In this chapter, we are going to have another sweet project. We are going to take an Illustrator file, as a matter of fact, this one right here, and we are actually going to import this. And actually, I have broken up this Illustrator file into a series of layers. And we are going to animate the different components. Now if you are not very familiar with Adobe Illustrator, no big deal. I'll be explaining Adobe Illustrator, what it does and why you want to use this as an After Effects user later on this training series. But for now, it's good to know that this is the image that we are going to be importing. It's a flat, dead image. Illustrator is not like an animation tool.
It's just basically a flat art. And what I wanted to show you here in this movie is how to import Adobe Illustrator files. When we import layered files from Photoshop or Illustrator, we do so in kind of a different way than we import regular files. Let me show what I mean here. Let's do this together. In the Project panel, I am going to double-click here somewhere, anywhere in this gray area here to open up the Import File dialog box. Next, I want to go to the Graphics folder inside the Media folder of the Exercise Files, and I am going to choose the Explore California Logo layered.ai file.

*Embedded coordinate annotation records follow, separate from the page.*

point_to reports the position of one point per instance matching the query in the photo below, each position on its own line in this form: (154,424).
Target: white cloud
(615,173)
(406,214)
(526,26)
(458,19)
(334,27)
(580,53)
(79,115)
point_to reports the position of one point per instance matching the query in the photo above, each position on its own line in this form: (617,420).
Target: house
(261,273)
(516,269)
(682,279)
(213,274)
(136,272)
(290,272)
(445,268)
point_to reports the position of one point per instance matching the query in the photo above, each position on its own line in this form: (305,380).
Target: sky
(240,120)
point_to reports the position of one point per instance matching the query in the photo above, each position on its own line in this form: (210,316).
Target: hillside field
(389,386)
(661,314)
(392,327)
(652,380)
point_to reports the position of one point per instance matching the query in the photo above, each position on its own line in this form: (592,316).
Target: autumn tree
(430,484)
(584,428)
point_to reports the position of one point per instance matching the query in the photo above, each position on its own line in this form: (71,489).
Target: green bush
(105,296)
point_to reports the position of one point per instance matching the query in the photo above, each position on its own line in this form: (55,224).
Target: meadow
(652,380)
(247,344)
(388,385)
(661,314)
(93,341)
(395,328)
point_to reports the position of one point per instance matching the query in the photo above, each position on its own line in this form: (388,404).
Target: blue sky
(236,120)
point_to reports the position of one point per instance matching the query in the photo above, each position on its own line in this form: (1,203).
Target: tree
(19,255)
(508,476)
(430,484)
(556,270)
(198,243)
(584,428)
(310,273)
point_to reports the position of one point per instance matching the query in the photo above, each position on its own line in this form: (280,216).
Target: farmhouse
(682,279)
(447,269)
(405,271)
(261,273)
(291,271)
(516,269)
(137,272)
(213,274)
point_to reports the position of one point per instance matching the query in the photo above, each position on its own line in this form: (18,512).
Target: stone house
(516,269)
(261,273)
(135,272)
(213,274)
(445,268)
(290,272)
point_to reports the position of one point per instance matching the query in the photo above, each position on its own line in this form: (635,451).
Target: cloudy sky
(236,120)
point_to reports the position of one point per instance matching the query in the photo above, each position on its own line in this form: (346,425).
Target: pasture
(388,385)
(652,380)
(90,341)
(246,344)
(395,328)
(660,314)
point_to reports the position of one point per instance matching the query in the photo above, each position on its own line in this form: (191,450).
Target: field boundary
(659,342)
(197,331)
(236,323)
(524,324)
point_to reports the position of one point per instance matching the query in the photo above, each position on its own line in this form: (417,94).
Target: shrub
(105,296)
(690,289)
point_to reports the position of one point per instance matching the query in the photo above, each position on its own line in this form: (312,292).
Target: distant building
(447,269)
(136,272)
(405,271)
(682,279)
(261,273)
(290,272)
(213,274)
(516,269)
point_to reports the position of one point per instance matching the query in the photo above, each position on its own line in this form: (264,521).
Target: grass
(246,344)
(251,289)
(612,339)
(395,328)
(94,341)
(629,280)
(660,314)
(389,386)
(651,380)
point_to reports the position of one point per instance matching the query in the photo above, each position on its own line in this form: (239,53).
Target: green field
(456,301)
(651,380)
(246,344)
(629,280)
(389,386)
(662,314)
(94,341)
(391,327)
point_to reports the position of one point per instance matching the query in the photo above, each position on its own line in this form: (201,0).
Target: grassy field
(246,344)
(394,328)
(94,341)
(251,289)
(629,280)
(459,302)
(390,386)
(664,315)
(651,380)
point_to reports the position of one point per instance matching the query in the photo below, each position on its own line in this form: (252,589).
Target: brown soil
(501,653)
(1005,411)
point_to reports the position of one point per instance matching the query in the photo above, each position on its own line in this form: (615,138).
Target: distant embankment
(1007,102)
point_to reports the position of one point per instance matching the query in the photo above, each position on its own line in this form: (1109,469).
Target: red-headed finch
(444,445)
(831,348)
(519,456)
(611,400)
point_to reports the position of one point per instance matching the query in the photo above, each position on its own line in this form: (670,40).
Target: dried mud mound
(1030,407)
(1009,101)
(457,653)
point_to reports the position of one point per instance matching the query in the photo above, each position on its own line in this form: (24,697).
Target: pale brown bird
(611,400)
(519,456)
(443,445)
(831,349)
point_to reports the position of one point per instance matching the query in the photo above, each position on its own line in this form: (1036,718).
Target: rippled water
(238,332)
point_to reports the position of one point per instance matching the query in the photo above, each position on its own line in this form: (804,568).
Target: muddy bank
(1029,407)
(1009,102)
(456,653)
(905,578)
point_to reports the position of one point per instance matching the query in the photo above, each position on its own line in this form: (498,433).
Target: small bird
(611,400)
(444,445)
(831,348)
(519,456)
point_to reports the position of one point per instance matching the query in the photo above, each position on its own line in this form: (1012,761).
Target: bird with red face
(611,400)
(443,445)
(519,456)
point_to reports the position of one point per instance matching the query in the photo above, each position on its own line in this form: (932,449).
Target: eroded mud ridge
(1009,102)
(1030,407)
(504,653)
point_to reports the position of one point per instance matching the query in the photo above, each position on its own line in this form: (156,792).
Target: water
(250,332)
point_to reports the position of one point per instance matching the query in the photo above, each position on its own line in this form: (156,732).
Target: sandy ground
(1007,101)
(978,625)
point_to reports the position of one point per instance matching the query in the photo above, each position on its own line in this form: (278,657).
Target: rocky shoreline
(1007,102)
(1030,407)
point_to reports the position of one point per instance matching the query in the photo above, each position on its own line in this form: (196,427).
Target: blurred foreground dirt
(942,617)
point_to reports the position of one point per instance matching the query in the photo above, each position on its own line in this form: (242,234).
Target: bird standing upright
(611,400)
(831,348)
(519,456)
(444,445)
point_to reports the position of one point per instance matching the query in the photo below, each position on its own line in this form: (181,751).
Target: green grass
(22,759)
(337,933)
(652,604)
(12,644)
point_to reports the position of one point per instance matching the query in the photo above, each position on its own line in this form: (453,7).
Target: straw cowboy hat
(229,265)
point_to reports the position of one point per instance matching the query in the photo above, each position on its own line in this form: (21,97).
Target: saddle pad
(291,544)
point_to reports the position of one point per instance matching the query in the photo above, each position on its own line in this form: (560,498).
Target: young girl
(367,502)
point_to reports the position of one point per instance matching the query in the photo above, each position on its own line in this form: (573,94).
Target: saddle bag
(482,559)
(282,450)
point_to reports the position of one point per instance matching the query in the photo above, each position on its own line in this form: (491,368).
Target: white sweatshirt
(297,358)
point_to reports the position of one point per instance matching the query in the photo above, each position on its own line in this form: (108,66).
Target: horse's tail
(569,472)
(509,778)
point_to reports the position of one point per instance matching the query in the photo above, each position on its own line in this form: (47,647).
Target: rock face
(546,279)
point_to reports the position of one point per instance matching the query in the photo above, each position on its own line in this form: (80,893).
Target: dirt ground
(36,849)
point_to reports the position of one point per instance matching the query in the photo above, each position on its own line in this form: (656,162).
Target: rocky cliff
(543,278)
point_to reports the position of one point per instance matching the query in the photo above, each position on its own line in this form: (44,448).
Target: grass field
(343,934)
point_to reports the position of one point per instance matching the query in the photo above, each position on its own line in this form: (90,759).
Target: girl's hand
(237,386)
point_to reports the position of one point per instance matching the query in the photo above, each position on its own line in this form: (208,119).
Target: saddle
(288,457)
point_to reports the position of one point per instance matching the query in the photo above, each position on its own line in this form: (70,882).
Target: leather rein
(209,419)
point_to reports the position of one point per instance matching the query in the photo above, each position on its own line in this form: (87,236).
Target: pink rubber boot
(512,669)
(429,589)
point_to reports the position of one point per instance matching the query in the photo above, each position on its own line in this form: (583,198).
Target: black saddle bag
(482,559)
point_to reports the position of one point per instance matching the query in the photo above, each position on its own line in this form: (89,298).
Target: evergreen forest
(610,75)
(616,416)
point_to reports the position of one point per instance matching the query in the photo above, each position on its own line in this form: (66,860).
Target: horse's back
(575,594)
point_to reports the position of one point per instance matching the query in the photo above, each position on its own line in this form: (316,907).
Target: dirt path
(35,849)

Now if this were a movie file or a still image or an audio file, we would just Open, and that's it. But when we have a layered Illustrator file or a layered Photoshop file, we have additional options and choices. Now we can import this as Footage or as a Composition. Now a Composition is actually what we are going to eventually import this as, but for now let me just briefly explain what this is. If you import as a Composition, then all of the layers from the original file will be brought into After Effects, stored nicely in little folder.
And also, After Effects will create a composition for you that has all of the layers of the Illustrator or Photoshop document as layers in the After Effects composition it creates for you. And again, we are going to see that in just a moment. If you choose Footage and click Open, this will allow you to Merge layers. What this will do is it'll take all of these layers and smush them together into one file, or in other words, like one layer. So, if you don't want to actually break up pieces of this and animate different components of this file, then you could merge the layers, and it could be just one file.
So, let's say you had a background file or something like that that you made in Photoshop with some cool texture or pattern, and you just wanted to merge all those layers, then you could just choose Merge layers as long it's set to Footage here. You can also choose an individual layer. Going back to Illustrator, this sun image here, the sun graphic, is on as on layer. So, what we could do is go back to After Effects and from this dropdown choose Sun. If we only want to bring in the sun from the Illustrator file, then that's what we would choose.
This is really good. Let's say you do a lot of work for a client, and it may be they have given files in the past that their logo is in, and you might not want to import the entire document. You just want to import their logo layer. This is a good way to do that. So, these are the choices. You can either Merge the layers or Choose a specific layer if you are going as Footage, but we actually want to import this as a Composition. And we have two choices: Layer Size or Document Size. This will make more sense later on. But basically, this refers to where the anchor point is, which, again, will probably not too much sense until we get later on in this chapter.
So, for now I am going to choose Layer Size and click OK. Here is what has happened here. Here we have all of the layers from the Illustrator file. If I resize the Project panel by clicking on this vertical divider bar and moving to the right, we can expand this little bit and see the names this layers. So, it gives us the name of the layer and then a slash and then the name of the document that this layer is found in. It puts them in order, and it names them for us, all nicely stored in this folder.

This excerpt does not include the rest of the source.